Is what he is saying correct? Or am I misunderstanding something?
And if it's not correct, it's too bad that integration of a 1-form with multiple variables requires you to start a new section on a piece of paper, there isn't any flow where you place an equation in $\int ( \cdot ) $ and line by line work out the answer. Instead you are moving from $\int \frac{\partial f}{\partial z} dz + H(x, y)$ to $\int \frac{\partial f}{\partial y} dz + G(x)$ to $\int \frac{\partial f}{\partial x} dz + C$
Thanks.
Basically it's a matter of notation. Some people use $\dfrac{\partial f}{\partial y}$ to indicate the "total derivative with respect to $y$". What they really mean is that if $f$ is a function of $x$ and $y$, then you can parameterize one of them with respect to the other. Then $f$ composed with that parameterization, for example, $f(x(y),y)$, is a function of $y$ only. As such, the differential is $$df=f'(y)dy \hspace{2mm}\text{or}\hspace{2mm}\frac{df}{dy}dy \hspace{2mm} \text{or} \hspace{2mm}\frac{\partial f}{\partial y}dy$$ I prefer the first two notations because they are inequivocal as to what kind of derivative is being taken, and what paremeters exactly is $f$ a function of.
You can also note that using that preferred notation one can also use chain rule to write $$df=\left(\frac{\partial f}{\partial x}x'(y)+\frac{\partial f}{\partial y}\right)dy$$ and noting that $x'(y)dy=dx$ (this is also what they use for the rightside integral) for that parametrization you again arrive at $df=\frac{\partial f}{\partial y}dy+\frac{\partial f}{\partial x}dx$.
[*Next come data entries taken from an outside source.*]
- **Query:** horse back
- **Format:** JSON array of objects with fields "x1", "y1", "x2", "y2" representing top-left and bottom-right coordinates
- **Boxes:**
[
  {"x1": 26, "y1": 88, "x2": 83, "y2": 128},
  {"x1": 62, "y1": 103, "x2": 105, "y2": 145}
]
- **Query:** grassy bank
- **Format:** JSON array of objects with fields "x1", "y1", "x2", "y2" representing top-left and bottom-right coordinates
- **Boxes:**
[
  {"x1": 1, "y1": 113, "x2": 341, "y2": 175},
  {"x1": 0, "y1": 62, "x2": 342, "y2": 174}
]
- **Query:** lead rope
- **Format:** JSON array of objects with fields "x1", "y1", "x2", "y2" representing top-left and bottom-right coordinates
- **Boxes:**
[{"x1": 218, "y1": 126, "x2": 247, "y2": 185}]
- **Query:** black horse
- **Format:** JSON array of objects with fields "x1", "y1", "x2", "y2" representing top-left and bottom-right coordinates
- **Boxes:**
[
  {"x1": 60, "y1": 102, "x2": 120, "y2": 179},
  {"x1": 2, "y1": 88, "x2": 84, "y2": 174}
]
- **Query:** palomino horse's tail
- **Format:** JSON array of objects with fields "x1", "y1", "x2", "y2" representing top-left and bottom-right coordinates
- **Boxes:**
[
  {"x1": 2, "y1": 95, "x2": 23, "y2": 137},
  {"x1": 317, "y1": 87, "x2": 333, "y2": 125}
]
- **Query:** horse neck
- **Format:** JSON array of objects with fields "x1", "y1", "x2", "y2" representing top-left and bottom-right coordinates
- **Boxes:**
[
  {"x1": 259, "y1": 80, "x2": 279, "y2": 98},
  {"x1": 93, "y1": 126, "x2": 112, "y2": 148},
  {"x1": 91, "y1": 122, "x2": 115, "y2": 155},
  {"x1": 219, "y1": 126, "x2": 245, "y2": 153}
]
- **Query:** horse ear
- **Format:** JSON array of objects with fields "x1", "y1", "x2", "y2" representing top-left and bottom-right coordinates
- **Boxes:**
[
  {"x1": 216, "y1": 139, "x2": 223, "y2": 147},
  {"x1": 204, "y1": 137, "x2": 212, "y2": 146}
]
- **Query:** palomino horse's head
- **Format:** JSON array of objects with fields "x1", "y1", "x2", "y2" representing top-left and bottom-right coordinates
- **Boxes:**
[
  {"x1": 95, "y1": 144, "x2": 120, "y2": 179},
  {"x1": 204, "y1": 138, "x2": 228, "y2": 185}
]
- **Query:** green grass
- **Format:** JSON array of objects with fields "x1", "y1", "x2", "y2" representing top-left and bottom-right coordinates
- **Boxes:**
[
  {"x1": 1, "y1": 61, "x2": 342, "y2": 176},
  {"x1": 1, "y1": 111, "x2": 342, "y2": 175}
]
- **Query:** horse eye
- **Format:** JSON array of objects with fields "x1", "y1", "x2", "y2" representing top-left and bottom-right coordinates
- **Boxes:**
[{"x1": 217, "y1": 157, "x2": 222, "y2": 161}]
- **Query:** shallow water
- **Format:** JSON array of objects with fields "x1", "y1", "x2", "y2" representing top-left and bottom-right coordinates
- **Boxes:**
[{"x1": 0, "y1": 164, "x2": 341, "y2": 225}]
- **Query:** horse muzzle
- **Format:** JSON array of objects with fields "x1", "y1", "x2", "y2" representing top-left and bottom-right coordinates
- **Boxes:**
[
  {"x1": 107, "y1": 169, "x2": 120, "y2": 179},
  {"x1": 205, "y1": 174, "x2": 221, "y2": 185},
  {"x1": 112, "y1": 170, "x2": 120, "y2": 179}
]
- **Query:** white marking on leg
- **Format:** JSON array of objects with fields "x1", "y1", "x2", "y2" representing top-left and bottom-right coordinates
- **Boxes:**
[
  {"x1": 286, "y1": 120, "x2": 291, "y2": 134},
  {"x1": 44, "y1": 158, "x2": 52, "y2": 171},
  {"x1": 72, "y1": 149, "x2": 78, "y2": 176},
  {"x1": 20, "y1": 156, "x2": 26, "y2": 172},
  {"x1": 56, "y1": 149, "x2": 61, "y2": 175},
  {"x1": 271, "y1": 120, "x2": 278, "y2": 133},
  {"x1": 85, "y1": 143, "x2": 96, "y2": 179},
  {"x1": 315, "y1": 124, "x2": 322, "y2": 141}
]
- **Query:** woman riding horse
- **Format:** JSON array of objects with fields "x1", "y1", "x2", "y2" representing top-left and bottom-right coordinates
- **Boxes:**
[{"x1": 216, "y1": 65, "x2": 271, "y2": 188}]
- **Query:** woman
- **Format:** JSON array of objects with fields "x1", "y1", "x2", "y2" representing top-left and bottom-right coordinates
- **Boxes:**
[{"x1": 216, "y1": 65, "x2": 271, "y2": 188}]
So the moral of the story is that many people have different notations for the same thing. Whenever you see this $\frac{\partial f}{\partial x}$ beware that it can mean different things.
EDIT:
As for your integral, like one of the answers stressed, forms are not only "integrated" in an abstract; they are integrated over a path. So you can in fact integrate the 1-form "in one go", you just have to choose a suitable path, like he did. Dylan's method also works but he technically wasn't integrating a differential form: he knew it was exact, and from that knowledge he set up a system of differential equations and solved for $f$, which is why he integrates one thing at a time.